3 Responses to ““‘Alarmist moderate’ is an oxymoron.””

  1. Kevin Says:

    I normally find Jack Whelan to be fairly As insightful even when I don’t agree with him. So this is suprising. If his party is so bankrupt of ideas that the only thing he can say to me, a thinking moderate, is “vote for the left because the other side is really evil” then he shouldn’t waste his time. If we’re sitting around in 2008 and the presidential debate is “A vote for you is a vote for Al Qaeda” vs “Bush lied and people died” I may have to emmigrate.

    Plus he used the word Moderate something like twice per sentence. It made my brain hurt.

  2. Alan Stewart Carl Says:

    Whelan’s argument is effectively moronic. I am tired of people on all sides saying “the only reason you don’t agree with me is because you’re being fooled.”

    The right blames the media for fooling us all. And the left blames the right wing for using political tirckery to fool us all. Neither side wants to admit that maybe, just MAYBE, their opponents have valid points.

    Now, I’ll admit that there are a lot of moderates who simply want to slink by and keep the boat steady–more concerned with stability than doing the right thing.

    But to suggest the only recourse for us fighting moderate/centrists is to just shut up and join the the left is — well, I find it offensive. And cynical.

  3. Mikkel Says:

    Now “fighting moderate” should not be an oxymoron at all (haha I actually didn’t notice that Alan just used that phrase). My problem is that even so called “moderate” polticians are just an amalgamation of extreme positions. Support the war? Offset that by being pro-choice. Support keeping the estate tax but maintain your credentials by being for gay marriage. A jumble of absolutist positions is not a moderate either. Lieberman and Hatch are two moderates under the current definition and they are making completely outlandish sound bites that don’t show any attempt to actually grasp the situation or explain how they will work to help create a more realistic plan than “when they stand up we stand down.”

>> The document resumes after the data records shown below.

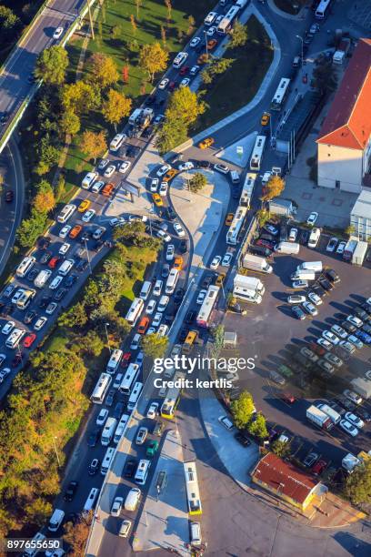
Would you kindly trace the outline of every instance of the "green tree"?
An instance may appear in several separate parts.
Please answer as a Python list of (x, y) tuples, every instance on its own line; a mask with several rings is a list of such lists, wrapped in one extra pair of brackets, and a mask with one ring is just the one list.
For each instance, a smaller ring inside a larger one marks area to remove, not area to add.
[(169, 339), (167, 337), (161, 337), (157, 333), (145, 335), (141, 341), (141, 347), (145, 356), (152, 358), (163, 358), (167, 350)]
[(115, 89), (110, 89), (107, 99), (103, 104), (102, 114), (105, 119), (109, 124), (113, 124), (115, 129), (117, 129), (117, 124), (130, 114), (131, 107), (131, 98), (128, 98), (123, 93), (118, 93)]
[(357, 466), (347, 476), (345, 493), (355, 505), (371, 502), (371, 461)]
[(62, 85), (68, 66), (68, 55), (63, 46), (50, 46), (39, 54), (35, 67), (36, 79), (46, 85)]
[(202, 172), (196, 172), (189, 180), (189, 189), (193, 193), (196, 193), (205, 187), (207, 184), (207, 178)]
[(231, 403), (233, 420), (238, 429), (245, 428), (254, 413), (254, 401), (252, 395), (244, 390), (236, 400)]
[(166, 68), (168, 59), (168, 53), (157, 42), (144, 45), (139, 52), (139, 66), (148, 73), (151, 83), (155, 74)]
[(228, 45), (230, 48), (243, 46), (247, 42), (248, 38), (246, 25), (242, 25), (239, 21), (236, 21), (230, 36), (231, 38)]

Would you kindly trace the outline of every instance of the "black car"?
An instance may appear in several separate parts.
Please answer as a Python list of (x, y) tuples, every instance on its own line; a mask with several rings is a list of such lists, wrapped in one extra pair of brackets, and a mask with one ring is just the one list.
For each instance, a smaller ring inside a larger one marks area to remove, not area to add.
[(65, 490), (65, 493), (64, 493), (64, 500), (65, 501), (72, 501), (75, 497), (75, 493), (76, 492), (78, 488), (78, 481), (72, 481), (69, 482), (67, 489)]
[(25, 315), (25, 319), (24, 319), (24, 323), (25, 323), (26, 325), (28, 325), (29, 323), (32, 323), (33, 320), (37, 317), (37, 313), (36, 311), (35, 311), (35, 309), (31, 309), (30, 311), (27, 311), (27, 313)]
[(202, 289), (207, 289), (210, 284), (213, 282), (213, 275), (206, 275), (202, 281)]
[(251, 445), (251, 441), (245, 435), (244, 431), (237, 431), (236, 433), (235, 433), (235, 439), (243, 447), (248, 447), (249, 445)]
[(181, 240), (179, 244), (180, 253), (186, 253), (188, 251), (188, 243), (186, 240)]
[(123, 412), (124, 412), (124, 409), (125, 409), (125, 404), (124, 402), (120, 401), (117, 402), (117, 404), (115, 405), (115, 409), (114, 409), (114, 413), (113, 416), (114, 418), (115, 418), (116, 420), (120, 420)]
[(45, 253), (43, 253), (43, 255), (40, 258), (40, 263), (42, 265), (46, 265), (46, 263), (50, 261), (52, 257), (53, 257), (53, 253), (50, 250), (45, 251)]
[(125, 465), (124, 466), (124, 477), (125, 478), (132, 478), (134, 476), (134, 472), (136, 470), (136, 461), (134, 459), (129, 459)]
[(333, 268), (326, 268), (325, 271), (325, 274), (327, 277), (327, 278), (331, 280), (331, 282), (334, 282), (334, 284), (340, 282), (340, 277), (338, 276), (337, 273), (335, 272)]
[(194, 309), (190, 309), (190, 311), (188, 311), (188, 313), (186, 316), (185, 322), (187, 325), (191, 325), (191, 323), (193, 323), (195, 320), (196, 315), (196, 312)]
[(95, 428), (89, 433), (89, 437), (87, 438), (87, 444), (89, 447), (95, 447), (98, 442), (101, 435), (100, 428)]

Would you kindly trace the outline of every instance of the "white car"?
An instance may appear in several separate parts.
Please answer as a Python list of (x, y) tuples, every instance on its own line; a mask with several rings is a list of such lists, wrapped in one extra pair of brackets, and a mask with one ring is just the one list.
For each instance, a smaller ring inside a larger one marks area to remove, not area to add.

    In my view compromise has shifted from “let’s find a mutually agreeable solution (or agree to not try)” to “you vote for something you think is wrong but don’t care about that much and I’ll vote for your thing I think is wrong but don’t care about as much.” I think the real thing moderates need to do is cultivate their own candidates from the ground up and try to create an entirely new political movement where rhetoric is replaced by factual reasoning. Instead of creating a binary choice representing extremes and then polling to find out which one more Americans support, you craft laws around the middle…or if the middle is incorrect and it is obvious because it is about empiricial questions then you try to educate people. Of course the primary challenge to this is to get rid of the “relavistic truth” that is quickly spreading, where the defition of “balanced” has come to mean you let both sides sit there and make stuff up.